El ámbito del privilegio pertenece únicamente a lo privado, ya sea producto del esfuerzo o del azar. En efecto, el privilegio —entendido como goce exclusivo—, cuando proviene del esfuerzo, se llama mérito; si nace del azar, es fortuna. Ambas, sin embargo, son hijas de las circunstancias y de la determinación.
El tema central, entonces, es sostener un trato fundado en la igualdad sustantiva. No es bueno quien ayuda, sino quien no daña. Por ello, el Estado no está para eliminar a los ricos, sino para romper los ciclos de pobreza, desarrollando estrategias de política públicagarantista que fortalezcan a la clase media. Como señalaba Aristóteles, una clase media robusta contribuye a la estabilidad del Estado y, en consecuencia, a su legitimidad.
Existen la nacionalización y la expropiación, que sólo se justifican en aras de la utilidadpública. No obstante, este tema es delicado, pues debe atender a criterios legales, de política pública y de razón de Estado, que en esta disertación no tratare.
La desobediencia civil y la insuficiencia institucional
La desobediencia civil, como acto público, no es gubernamental. Es violenta en tanto contraviene el orden establecido y el status quo; de lo contrario, es sólo una ilusión —o peor aún, una falsa bandera que garantiza los intereses del Deep State. La desobediencia civil puede manifestarse en distintos grados: desde la marcha hasta el boicot, e incluso escalar hacia la guerra civil. La historia demuestra que estas últimas suelen ser revoluciones políticas, no sociales.
Las revoluciones de colores y muchos de los movimientos de colectivos contemporáneos son reflejo de la Agenda 2030 y de operaciones que resguardan los intereses de élites globales, regionales, nacionales y locales.
Pero ¿por qué el discurso políticamente correcto evita reconocer la naturaleza violenta y evidente de la desobediencia civil? Tal vez la respuesta se encuentre en el miedo que provoca el propio llamado a desobedecer.
Desde John Rawls, la desobediencia civil busca inducir un cambio en normas jurídicas o políticas públicas consideradas ilegítimas a la luz de los principios que rigen la vida social. Esta forma de protesta, moralmente fundamentada, plantea la cuestión sobre la naturaleza y los límites de la regla de las mayorías, base sobre la cual se adoptan las decisiones públicas obligatorias en un sistema democrático. Su origen es lo público, en tanto reclamo social; por ello, puede convertirse en una bandera apropiada tanto por el gobierno como por la oposición.
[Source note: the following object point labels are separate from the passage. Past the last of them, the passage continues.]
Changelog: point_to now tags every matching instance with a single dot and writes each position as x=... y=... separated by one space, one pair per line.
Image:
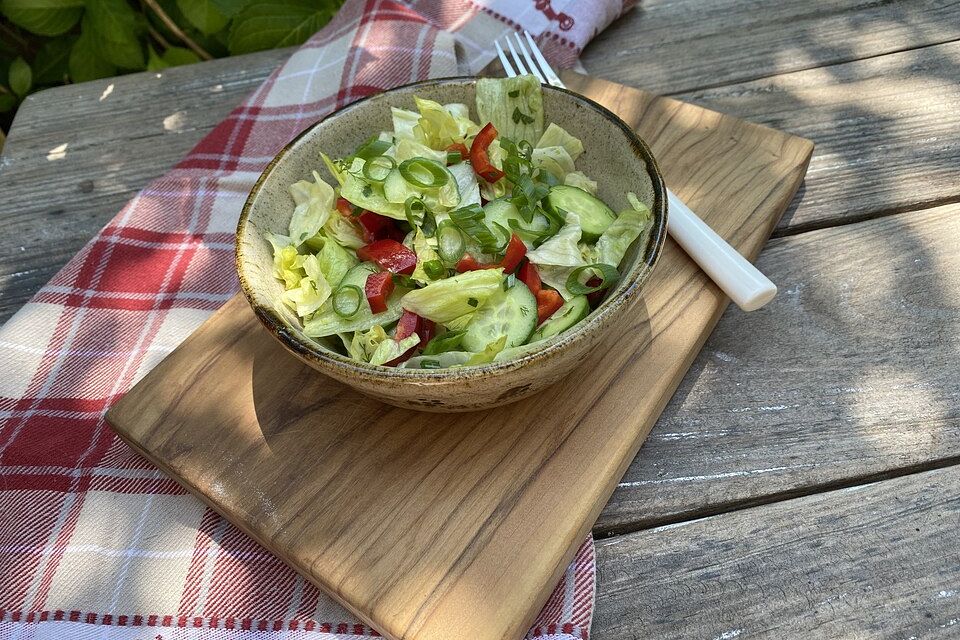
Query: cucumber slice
x=573 y=311
x=512 y=313
x=503 y=211
x=595 y=216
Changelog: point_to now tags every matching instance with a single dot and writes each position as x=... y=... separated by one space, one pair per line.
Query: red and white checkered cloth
x=94 y=541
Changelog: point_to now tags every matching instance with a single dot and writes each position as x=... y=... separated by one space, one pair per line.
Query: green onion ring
x=417 y=170
x=469 y=219
x=346 y=300
x=607 y=274
x=377 y=162
x=415 y=211
x=434 y=269
x=450 y=243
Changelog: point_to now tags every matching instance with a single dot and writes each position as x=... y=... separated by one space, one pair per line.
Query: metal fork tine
x=530 y=61
x=517 y=60
x=548 y=71
x=507 y=67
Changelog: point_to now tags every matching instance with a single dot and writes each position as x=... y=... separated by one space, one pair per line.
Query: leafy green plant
x=49 y=42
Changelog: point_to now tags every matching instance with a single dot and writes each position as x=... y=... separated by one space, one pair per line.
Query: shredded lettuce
x=326 y=322
x=425 y=253
x=408 y=148
x=332 y=167
x=437 y=127
x=581 y=181
x=403 y=123
x=562 y=249
x=311 y=292
x=370 y=197
x=344 y=232
x=556 y=160
x=314 y=202
x=445 y=300
x=376 y=346
x=287 y=261
x=392 y=349
x=489 y=352
x=556 y=136
x=467 y=184
x=630 y=223
x=513 y=105
x=335 y=261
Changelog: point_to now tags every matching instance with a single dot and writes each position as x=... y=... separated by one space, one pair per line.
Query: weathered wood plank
x=673 y=46
x=875 y=561
x=886 y=131
x=852 y=371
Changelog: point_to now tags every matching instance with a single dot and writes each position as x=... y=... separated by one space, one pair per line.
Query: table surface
x=804 y=477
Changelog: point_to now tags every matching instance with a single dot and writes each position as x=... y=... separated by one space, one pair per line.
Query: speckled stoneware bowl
x=614 y=156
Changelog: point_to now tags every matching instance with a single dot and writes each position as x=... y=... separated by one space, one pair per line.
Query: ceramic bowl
x=614 y=156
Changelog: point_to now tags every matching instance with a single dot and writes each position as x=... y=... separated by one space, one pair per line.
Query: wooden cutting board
x=446 y=527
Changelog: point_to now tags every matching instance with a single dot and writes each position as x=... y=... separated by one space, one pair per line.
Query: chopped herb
x=519 y=116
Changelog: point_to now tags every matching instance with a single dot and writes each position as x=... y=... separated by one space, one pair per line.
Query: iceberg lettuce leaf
x=513 y=105
x=445 y=300
x=629 y=224
x=556 y=136
x=563 y=248
x=314 y=204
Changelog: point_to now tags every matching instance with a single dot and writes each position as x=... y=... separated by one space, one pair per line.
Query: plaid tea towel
x=94 y=541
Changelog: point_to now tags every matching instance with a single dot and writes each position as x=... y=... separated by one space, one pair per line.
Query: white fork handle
x=733 y=273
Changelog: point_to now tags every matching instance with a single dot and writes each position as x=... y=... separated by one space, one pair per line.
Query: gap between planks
x=773 y=498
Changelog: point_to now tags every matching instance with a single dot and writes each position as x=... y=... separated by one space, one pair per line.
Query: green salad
x=451 y=241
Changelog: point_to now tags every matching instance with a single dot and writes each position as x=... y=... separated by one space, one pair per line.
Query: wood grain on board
x=872 y=561
x=434 y=527
x=851 y=374
x=881 y=147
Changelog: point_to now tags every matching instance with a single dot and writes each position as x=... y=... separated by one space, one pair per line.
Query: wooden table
x=804 y=479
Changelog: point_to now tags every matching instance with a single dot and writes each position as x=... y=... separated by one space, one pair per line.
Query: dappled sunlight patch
x=59 y=152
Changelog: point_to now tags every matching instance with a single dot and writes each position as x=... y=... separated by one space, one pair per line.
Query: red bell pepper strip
x=378 y=288
x=530 y=276
x=407 y=325
x=459 y=147
x=516 y=250
x=389 y=255
x=426 y=330
x=548 y=301
x=344 y=206
x=479 y=157
x=375 y=226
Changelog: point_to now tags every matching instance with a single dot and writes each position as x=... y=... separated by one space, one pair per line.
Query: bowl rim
x=310 y=351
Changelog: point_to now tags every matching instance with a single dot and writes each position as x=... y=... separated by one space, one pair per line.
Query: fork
x=733 y=273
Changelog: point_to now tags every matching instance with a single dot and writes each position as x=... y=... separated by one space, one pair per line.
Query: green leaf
x=268 y=24
x=172 y=57
x=85 y=62
x=115 y=28
x=7 y=101
x=43 y=17
x=50 y=65
x=21 y=77
x=205 y=15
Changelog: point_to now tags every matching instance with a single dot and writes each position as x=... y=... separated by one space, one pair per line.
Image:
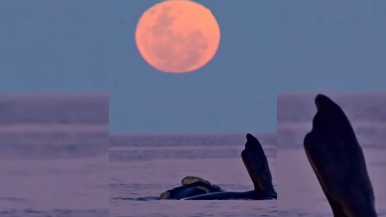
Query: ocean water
x=300 y=193
x=53 y=155
x=144 y=166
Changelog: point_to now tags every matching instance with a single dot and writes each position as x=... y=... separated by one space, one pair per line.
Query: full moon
x=177 y=36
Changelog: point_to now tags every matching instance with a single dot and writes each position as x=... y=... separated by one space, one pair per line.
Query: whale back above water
x=338 y=161
x=191 y=186
x=256 y=164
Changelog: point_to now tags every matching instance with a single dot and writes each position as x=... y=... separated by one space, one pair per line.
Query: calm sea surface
x=147 y=165
x=298 y=188
x=53 y=156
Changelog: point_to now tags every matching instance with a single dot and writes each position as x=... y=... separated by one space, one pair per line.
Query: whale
x=256 y=163
x=338 y=161
x=191 y=186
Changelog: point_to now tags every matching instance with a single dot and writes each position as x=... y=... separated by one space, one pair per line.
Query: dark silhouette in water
x=255 y=161
x=338 y=162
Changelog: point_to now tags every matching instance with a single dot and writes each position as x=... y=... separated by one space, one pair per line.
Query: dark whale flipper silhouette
x=257 y=166
x=338 y=161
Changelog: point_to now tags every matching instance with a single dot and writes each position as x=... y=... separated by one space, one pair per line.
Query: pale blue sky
x=235 y=92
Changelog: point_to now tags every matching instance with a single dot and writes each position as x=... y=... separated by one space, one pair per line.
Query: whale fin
x=338 y=161
x=256 y=164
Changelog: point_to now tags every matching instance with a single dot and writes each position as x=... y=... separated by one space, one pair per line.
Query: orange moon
x=177 y=36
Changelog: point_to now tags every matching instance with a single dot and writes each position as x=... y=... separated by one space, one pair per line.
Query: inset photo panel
x=331 y=154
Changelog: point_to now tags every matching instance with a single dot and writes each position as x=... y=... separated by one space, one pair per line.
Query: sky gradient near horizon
x=266 y=48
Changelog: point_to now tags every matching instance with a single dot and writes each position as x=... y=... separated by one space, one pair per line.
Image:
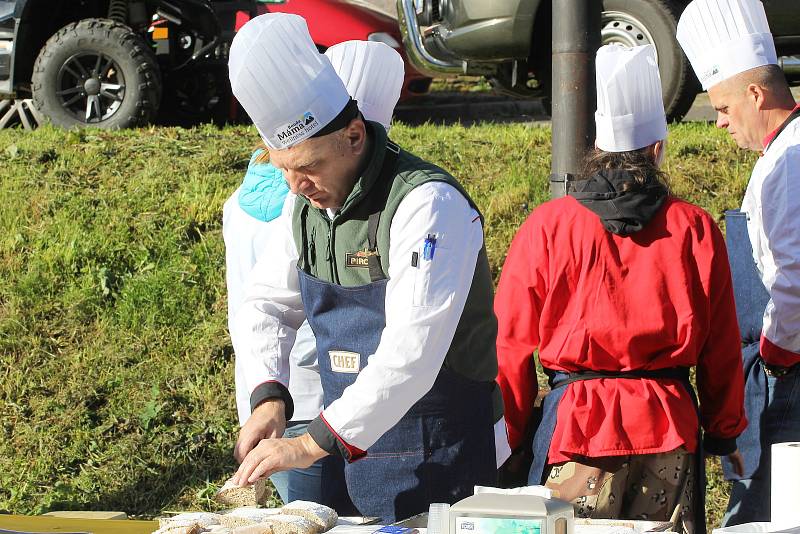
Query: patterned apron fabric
x=544 y=433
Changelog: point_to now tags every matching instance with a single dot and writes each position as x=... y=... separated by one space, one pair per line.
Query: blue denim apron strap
x=751 y=442
x=748 y=290
x=751 y=300
x=559 y=380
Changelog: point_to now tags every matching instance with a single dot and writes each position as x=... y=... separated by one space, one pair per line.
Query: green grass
x=117 y=369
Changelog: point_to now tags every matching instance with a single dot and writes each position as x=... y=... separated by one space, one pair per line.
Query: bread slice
x=257 y=528
x=218 y=529
x=292 y=524
x=204 y=519
x=322 y=516
x=240 y=517
x=232 y=495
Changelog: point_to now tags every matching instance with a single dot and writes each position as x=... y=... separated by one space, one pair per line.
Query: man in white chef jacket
x=732 y=52
x=383 y=254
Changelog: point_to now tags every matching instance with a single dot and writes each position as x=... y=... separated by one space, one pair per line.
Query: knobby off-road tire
x=639 y=22
x=97 y=72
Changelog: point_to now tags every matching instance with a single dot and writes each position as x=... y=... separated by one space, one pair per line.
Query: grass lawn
x=116 y=367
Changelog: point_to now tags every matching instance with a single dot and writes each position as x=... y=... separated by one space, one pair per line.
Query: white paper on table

Sin embargo, tampoco es prudente asumirla siempre como una protesta moralmente fundamentada, pues —como decía Gonzalo N. Santos, “el Alazán Tostao”— “la moral es un árbol que da moras”. Evidentemente, no se trata de transitar de la tiranía de las mayorías a la tiranía de las minorías. Para en un régimen que se asuma democrático, la voz cantante debe ser la de las mayorías, guste o no
La sociedad civil
El Estado y la naturaleza humana son violentos, aunque los arcontes lo nieguen. El seno del Estado es el conflicto entre élites, del cual dimanan el gobierno y la estabilidad del régimen, o lo opuesto. La estabilidad del gobierno y del Estado mismo depende de una legitimidad operativa, también supone una clase media amplia y en expansión, sostenida por una dosis suficiente de propaganda.
Dicho de otro modo, una desobediencia civil presupone la existencia de una sociedad civil. Aunque esta se encuentra contenida dentro de la clase gobernada, está compuesta por individuos que poseen cierta consciencia de ser gobernados y de que en ellos radica la soberanía, como ya lo señalaba Francisco Suárez.
Ser sociedad civil es, por tanto, una forma política de ser: una manera de situarse dentro del Estado con una actitud proactiva, sin pertenecer a la clase gobernante ni a la élite.
La idea de sociedad civil y de desobediencia civil implica acción, organización política y comunidad de fines comunes. Sin embargo, no basta con pertenecer a un movimiento o con tener la autopercepción de ser “sociedad civil” ni con creer que se realiza un acto legítimo de desobediencia; es necesario contravenir realmente el status quo.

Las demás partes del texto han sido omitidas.